IN 2016, at age 44, the Rev. Thurselle C. Williams began feeling lightheaded and fatigued going up flights of stairs. When she preached at church, she struggled to make it through the service, once removing her high-heeled shoes for fear she would faint unless she put her feet flat on the floor. She hid her shoes under the pulpit because she was hiding her symptoms from those around her.
“I was like, how am I going to explain this? At the time, I was still trying to assert that I was healthy,” says Williams, executive pastor at New Hope Baptist Church of East Orange in New Jersey, where she lives. “I was becoming sicker and sicker. I was gaining a bunch of weight.”
Her maternal aunt had survived thyroid cancer, and her paternal grandmother had died of complications from a thyroidectomy. Williams sensed her ill health might be related to her thyroid gland, too.
Initially she was told nothing seemed to be wrong with her thyroid, but then she found a doctor who listened to her concerns. After undergoing an ultrasound of her thyroid, followed by a biopsy, she was told to stop by her endocrinologist’s office for paperwork. Williams thought everything was fine, so she went to the office alone and was ushered into an examination room, where the doctor told her she had papillary thyroid carcinoma.
“But this is fine,” Williams recalls the doctor saying. “You’ve got a better chance of leaving here and having a car accident and dying from that than you will from thyroid cancer.”
Williams told the doctor he had no idea what her relationship to cancer was and how difficult it was for her to hear the diagnosis.

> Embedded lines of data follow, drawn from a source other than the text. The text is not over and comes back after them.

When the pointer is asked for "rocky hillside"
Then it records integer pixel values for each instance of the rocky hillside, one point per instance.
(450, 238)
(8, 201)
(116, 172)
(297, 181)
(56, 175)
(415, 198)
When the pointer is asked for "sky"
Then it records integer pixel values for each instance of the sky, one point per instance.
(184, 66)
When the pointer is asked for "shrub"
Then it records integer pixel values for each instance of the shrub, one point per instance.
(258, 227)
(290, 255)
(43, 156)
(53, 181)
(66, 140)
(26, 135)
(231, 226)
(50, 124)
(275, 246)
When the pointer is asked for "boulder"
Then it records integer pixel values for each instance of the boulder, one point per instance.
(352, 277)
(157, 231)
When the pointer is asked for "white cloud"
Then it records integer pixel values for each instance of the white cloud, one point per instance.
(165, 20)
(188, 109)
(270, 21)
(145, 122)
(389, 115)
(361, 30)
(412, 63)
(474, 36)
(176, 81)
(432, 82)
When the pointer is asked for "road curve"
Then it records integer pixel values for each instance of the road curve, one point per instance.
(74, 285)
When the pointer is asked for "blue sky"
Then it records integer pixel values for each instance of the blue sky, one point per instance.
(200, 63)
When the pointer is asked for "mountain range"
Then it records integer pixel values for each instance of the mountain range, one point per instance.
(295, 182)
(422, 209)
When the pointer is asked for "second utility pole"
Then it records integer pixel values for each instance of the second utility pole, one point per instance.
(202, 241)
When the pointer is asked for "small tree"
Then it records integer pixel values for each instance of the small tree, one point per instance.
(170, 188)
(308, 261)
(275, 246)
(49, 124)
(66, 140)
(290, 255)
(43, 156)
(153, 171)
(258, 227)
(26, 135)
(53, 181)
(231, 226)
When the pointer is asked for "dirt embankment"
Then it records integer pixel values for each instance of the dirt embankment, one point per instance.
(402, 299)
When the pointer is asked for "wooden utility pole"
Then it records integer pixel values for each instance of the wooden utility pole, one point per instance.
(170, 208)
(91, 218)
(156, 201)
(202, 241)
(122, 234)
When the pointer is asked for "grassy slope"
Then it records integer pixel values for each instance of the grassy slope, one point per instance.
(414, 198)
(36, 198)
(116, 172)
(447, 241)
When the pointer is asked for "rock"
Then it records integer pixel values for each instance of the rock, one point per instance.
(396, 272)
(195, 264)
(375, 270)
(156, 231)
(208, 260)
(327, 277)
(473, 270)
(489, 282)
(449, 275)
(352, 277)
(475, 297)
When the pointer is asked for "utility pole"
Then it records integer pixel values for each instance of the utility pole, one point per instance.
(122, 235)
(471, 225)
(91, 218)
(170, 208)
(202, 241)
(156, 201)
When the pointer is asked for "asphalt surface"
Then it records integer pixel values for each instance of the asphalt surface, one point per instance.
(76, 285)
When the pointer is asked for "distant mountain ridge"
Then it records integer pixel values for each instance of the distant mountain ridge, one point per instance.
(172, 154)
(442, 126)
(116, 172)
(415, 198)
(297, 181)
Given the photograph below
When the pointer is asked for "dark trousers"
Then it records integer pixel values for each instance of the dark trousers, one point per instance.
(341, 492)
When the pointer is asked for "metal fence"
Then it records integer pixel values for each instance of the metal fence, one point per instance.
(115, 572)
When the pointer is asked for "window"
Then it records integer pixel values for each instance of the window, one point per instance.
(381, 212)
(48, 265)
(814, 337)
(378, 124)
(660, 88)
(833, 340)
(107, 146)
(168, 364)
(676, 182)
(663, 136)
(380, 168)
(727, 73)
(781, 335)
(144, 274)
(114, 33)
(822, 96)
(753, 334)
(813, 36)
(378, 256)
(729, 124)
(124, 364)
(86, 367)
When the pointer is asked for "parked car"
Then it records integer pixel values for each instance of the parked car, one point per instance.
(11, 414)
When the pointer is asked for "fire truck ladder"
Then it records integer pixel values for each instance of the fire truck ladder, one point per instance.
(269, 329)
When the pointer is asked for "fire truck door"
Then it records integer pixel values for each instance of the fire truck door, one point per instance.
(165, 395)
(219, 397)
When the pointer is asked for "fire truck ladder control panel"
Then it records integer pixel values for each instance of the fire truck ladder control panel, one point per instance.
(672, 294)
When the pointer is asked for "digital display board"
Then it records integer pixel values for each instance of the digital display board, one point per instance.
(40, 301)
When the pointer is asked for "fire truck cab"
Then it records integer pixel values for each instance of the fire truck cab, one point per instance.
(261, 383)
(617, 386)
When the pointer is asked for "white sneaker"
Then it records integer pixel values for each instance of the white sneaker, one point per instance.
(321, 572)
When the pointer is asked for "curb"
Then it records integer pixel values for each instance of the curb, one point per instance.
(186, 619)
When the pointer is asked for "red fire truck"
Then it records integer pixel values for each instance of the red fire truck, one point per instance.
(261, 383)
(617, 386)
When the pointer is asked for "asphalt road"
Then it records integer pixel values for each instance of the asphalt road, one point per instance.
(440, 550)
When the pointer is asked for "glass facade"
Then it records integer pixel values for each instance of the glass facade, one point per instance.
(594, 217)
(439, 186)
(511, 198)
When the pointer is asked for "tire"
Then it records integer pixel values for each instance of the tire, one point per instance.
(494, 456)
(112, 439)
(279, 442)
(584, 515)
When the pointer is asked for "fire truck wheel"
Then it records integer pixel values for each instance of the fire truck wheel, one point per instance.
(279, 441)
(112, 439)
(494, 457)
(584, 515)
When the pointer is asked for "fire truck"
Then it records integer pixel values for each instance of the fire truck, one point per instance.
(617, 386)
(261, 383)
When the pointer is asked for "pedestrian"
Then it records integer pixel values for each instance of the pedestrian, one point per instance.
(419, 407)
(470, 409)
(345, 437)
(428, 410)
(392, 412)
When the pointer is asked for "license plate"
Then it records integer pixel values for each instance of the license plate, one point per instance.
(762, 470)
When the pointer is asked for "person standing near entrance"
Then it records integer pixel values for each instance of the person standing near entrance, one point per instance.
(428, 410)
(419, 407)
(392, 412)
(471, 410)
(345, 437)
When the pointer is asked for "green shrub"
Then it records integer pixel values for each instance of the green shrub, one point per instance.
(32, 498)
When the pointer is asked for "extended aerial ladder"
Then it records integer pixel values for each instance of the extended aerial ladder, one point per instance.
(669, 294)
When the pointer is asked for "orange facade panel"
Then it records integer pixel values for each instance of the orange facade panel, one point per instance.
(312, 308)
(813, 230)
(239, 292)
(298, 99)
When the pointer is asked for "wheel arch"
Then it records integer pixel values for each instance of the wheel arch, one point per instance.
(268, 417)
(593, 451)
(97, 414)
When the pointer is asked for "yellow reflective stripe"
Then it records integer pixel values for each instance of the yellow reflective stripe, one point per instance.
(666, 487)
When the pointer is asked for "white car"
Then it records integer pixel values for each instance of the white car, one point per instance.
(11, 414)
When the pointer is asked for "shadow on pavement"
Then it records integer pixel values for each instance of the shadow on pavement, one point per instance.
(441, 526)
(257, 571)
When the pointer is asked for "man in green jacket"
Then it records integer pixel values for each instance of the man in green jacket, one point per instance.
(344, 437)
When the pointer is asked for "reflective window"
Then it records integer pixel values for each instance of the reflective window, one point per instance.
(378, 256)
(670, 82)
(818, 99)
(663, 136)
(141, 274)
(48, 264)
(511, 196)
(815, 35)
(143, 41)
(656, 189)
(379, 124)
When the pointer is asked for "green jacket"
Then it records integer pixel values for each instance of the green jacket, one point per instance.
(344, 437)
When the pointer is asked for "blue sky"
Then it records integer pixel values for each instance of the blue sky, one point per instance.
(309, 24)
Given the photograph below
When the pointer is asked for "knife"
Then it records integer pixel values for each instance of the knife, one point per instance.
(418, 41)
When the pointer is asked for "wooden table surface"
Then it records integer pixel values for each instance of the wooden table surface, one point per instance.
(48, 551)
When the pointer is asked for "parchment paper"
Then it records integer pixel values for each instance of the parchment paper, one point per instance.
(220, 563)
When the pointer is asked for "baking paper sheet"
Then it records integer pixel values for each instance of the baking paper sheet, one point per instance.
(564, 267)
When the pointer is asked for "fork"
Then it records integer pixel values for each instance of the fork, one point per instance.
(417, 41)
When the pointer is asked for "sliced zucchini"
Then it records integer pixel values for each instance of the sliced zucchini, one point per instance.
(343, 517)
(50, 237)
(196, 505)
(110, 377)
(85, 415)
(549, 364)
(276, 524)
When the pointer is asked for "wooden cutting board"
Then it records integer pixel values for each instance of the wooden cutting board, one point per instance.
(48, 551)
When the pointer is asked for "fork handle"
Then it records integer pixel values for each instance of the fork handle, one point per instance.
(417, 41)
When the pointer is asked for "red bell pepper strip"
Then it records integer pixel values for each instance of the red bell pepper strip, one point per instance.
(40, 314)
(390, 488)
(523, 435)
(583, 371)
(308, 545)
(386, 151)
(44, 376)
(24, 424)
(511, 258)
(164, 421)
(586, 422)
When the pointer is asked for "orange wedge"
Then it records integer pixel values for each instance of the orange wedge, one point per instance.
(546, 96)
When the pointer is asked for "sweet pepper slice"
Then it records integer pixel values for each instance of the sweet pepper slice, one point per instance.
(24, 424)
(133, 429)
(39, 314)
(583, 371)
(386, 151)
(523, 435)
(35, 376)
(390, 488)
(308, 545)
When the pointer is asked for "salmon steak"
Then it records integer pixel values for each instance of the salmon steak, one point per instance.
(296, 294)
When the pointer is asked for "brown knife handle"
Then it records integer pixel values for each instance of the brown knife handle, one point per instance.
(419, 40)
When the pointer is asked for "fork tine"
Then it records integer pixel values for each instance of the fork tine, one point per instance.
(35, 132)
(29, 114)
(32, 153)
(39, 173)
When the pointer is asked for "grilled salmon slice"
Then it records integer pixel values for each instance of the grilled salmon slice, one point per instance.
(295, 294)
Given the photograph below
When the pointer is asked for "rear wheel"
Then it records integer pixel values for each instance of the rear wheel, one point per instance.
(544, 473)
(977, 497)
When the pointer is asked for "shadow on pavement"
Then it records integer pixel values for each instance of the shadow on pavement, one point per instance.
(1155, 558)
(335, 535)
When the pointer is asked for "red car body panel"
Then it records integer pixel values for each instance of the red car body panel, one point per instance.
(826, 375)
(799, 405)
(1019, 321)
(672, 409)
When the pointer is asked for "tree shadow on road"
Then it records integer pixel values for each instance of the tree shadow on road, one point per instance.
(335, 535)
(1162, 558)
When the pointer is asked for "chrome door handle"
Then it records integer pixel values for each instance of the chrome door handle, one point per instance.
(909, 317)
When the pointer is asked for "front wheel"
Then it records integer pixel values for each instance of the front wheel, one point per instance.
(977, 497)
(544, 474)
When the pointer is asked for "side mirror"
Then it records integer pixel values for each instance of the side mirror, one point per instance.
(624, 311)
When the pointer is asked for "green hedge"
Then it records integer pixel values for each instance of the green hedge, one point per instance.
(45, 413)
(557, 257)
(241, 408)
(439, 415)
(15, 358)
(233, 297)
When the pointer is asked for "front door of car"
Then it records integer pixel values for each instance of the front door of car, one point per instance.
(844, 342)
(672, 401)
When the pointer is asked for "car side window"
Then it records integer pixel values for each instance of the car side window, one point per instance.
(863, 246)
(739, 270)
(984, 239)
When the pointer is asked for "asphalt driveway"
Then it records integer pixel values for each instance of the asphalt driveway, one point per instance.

Thyroid cancer is sometimes called a “good cancer” because of its high survival rate, but the situation didn’t strike Williams as good.
“So many people don’t realize what the thyroid does,” she says. The thyroid produces hormones that regulate metabolism throughout the body. “I get it. There are not as many fatalities from thyroid cancer. However, I don’t think that people are well-versed enough … about how much the thyroid controls your body.”
It was in this moment that Williams’ advocacy and speaking about thyroid cancer began. Since then, she has shared information about cancer symptoms and screenings with others by speaking at events and to her congregation, family and friends.
Williams underwent surgery in January 2017 to have part of her thyroid removed. Although she is now in remission, she has experienced many changes, including physical ones, in the aftermath. Her body doesn’t regulate heat as well as it did before the surgery, so she overheats easily, she says. Losing weight has been a challenge, and she has significantly changed her diet with a goal of reducing her risk of future cancer.
This summer, Williams took part in a “boot camp” experience to feel strong again, and in June, she traveled to Cabo San Lucas, Mexico for a vacation. “I did everything there,” she says. “Everything I could think of active to do, I did it.” The trip contrasted with her vacation to Jamaica in 2017, right after her thyroid surgery, when she felt devastated both mentally and physically.
Williams told her congregation about her cancer after her surgery. Now, when she sits with sick church members, she shares with them at a deeper level by drawing on personal experience. Before her illness, Williams would tell people to read the Bible and eat well if they wanted to be healthy. Now, she also stresses the need to be proactive as patients and to seek out screenings and doctors who listen, especially as people living in communities of color. Black women have a 13% higher risk than white women of dying of cancer.
“As an African American woman, I know that people of color sometimes are marginalized with health care,” she says. “However, I encourage them to seek out health care to have the proper test taken.”